You Should Understand the Cost of Vacancy for Key Roles

A finance executive thinks about retention at his organization.

As a finance leader, you should work with your HR counterparts to know the cost of vacancy for key roles.

Short supplies of skilled talent weigh heavy on the minds of executive leaders, according to the ADP Research Institute report, Strategic Drift: How HR Plans for Change. As a finance leader, knowing the cost of vacancy for key roles should be a priority to fully understand which vacancies might lead to the highest costs.

Ask your HR leadership to embrace analytics and predictive techniques so you can not only determine your vacancy costs now, but also forecast what they might be down the line.

Establish the Cost of Vacancy

What data points do you need to consider when determining these key roles? What strategies can help you track vacancies in those key roles over time?

According to Tata Consultancy Services, new opportunities from predictive analytics can apply well to such HR processes as talent acquisition, attrition risk management and employee sentiment analysis. Analytics can also help you retain, train and engage your executive talent as well as tell you on whom retention tactics are likely to work.

First, estimate the risk of losing specific individual employees — including senior staff — using predictive models of attrition. You can look at such information as demographics of employees, data on performance compensation and benefits, rewards and recognition data, training and behavioral data and employee surveys.

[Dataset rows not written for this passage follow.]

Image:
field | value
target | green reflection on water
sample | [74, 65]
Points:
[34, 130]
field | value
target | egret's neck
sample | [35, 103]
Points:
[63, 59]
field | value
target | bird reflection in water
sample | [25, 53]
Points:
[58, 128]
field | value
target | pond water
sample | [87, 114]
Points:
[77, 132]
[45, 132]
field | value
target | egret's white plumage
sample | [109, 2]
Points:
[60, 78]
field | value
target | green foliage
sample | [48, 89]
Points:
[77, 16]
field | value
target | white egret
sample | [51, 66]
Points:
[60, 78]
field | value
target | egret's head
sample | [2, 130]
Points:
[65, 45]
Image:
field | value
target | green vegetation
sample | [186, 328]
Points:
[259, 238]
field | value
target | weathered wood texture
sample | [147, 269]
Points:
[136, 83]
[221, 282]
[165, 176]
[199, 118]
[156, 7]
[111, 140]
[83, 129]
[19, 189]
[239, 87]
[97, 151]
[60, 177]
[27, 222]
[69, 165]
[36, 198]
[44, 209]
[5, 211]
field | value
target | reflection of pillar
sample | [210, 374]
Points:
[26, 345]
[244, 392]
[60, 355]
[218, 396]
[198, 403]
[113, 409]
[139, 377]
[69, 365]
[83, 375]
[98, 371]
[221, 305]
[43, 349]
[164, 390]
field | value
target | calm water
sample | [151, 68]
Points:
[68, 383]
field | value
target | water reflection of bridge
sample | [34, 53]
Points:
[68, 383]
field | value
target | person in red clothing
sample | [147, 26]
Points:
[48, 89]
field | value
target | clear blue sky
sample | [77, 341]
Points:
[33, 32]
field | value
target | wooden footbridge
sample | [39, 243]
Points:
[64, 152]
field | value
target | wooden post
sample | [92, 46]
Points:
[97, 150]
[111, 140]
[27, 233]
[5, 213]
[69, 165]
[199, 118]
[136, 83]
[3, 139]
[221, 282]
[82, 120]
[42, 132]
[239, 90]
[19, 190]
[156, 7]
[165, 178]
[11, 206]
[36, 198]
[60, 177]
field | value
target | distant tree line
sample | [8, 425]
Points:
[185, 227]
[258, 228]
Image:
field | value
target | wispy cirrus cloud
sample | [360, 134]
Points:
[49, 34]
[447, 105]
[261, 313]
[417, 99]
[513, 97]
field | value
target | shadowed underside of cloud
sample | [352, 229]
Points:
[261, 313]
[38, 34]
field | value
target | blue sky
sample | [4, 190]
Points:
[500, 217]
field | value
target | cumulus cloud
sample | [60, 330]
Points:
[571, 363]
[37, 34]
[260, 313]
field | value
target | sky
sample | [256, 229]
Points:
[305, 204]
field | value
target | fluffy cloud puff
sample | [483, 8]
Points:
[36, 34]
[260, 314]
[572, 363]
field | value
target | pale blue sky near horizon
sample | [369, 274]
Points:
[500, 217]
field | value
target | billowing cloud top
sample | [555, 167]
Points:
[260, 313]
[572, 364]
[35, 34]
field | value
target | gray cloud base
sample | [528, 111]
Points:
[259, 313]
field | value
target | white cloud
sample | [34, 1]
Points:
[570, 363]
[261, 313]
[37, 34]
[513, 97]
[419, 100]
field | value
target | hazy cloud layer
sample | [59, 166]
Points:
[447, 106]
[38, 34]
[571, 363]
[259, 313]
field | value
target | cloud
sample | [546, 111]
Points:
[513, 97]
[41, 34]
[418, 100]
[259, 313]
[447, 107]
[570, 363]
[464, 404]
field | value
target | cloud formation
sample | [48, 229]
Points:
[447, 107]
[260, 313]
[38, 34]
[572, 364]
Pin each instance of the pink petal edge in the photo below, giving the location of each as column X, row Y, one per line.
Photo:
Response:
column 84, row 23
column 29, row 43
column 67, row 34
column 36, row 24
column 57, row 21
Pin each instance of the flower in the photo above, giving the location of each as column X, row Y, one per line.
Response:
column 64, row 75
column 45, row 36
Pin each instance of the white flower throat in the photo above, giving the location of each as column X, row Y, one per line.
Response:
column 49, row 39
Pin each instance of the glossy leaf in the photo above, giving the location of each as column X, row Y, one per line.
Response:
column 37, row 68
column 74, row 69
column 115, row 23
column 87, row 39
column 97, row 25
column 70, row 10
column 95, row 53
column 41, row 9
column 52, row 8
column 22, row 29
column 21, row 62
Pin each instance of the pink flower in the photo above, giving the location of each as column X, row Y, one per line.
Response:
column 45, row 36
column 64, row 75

One common formula for employees in general is a simple calculation of input vs. output, dividing your return by the number of employees.

You should work with HR to devise a calculation for at least a generalized view of the value of your most important employees and the possible costs incurred to your firm should they leave. This is where having integrated payroll and TLM systems can give you a marked advantage over competition: The more readily accessible and specific your workforce data is, the better your employee valuations will be.

Data can include senior staff demographics, skills, educational background, experience and information on roles and responsibilities. You can gather this information from individual discussions with senior executives, focus group discussions and demographic data on previously lost employees.

Other tools could include algorithmic examination of the language your senior staff uses. "Algorithmically examining the language people use (or don't use) when they communicate (or don't communicate) about the work they are doing (or not doing) can be extraordinarily revealing," notes the Harvard Business Review.

Preventive steps

The best tactics against cost losses of key personnel: retention and effective recruiting.

Expert Dan Schawbel says that the improving economy opens employees' job options: Organizations must match these opportunities with more pay, expanded benefits and an overall better staffer experience. You can get an idea of what your valued employees expect to be paid from such sites the U.S. Bureau of Labor Statistics.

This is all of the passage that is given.